しかし、店内をうろうろして悩んでいたり、困っていたりする顧客に店舗スタッフが声をかける時と同じように、「対応できるので、良かったら問いかけてください」とポップが現れると、それが購入の背中を押すことにつながるケースもあるという。実際こうした提案により、チャットの起動率が上がり、購入完了率も増えたという実証結果が出ているという。

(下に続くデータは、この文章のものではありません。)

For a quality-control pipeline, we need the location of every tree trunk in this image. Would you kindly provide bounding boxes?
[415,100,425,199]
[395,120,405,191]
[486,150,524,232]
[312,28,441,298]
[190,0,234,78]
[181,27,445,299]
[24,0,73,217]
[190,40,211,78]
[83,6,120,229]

ユーザーを先回りした嫌がられない体験設計を広げていく
このように、サイト内で「つまずきのない体験を作る」「こちらから解決方法を提示する」「聞いてくれるタイミングを考える」といった3つのポイントを押さえた体験設計をしていけば、様々なところでユーザーのプラスな行動を引き出すことができると語った深田氏。
しかし、ここまでそれら体験設計における有効な手段として触れてきたポップアップについて、ユーザーはどのような印象を持っているのだろうか。同社が実施したポップアップに関するアンケートの結果によれば、ポップアップで受けた悪い体験として「×ボタンが押しにくい」「誤タップ」などの回答が多く挙がったという。
「×ボタンの設計一つでも、ユーザーは悪い印象を抱いてしまいます。そんな中で、ユーザーを“先回り”し、嫌がられる前に提案・対処するような、体験設計を作っていくことが重要です」(深田氏)
セッションから垣間見えた、同社が持つWeb体験向上への実証データとノウハウ。深田氏はこれらを生かし、今後も“ユーザーが求める”サイト構築を支援していきたいと展望を語り、セッションを締めくくった。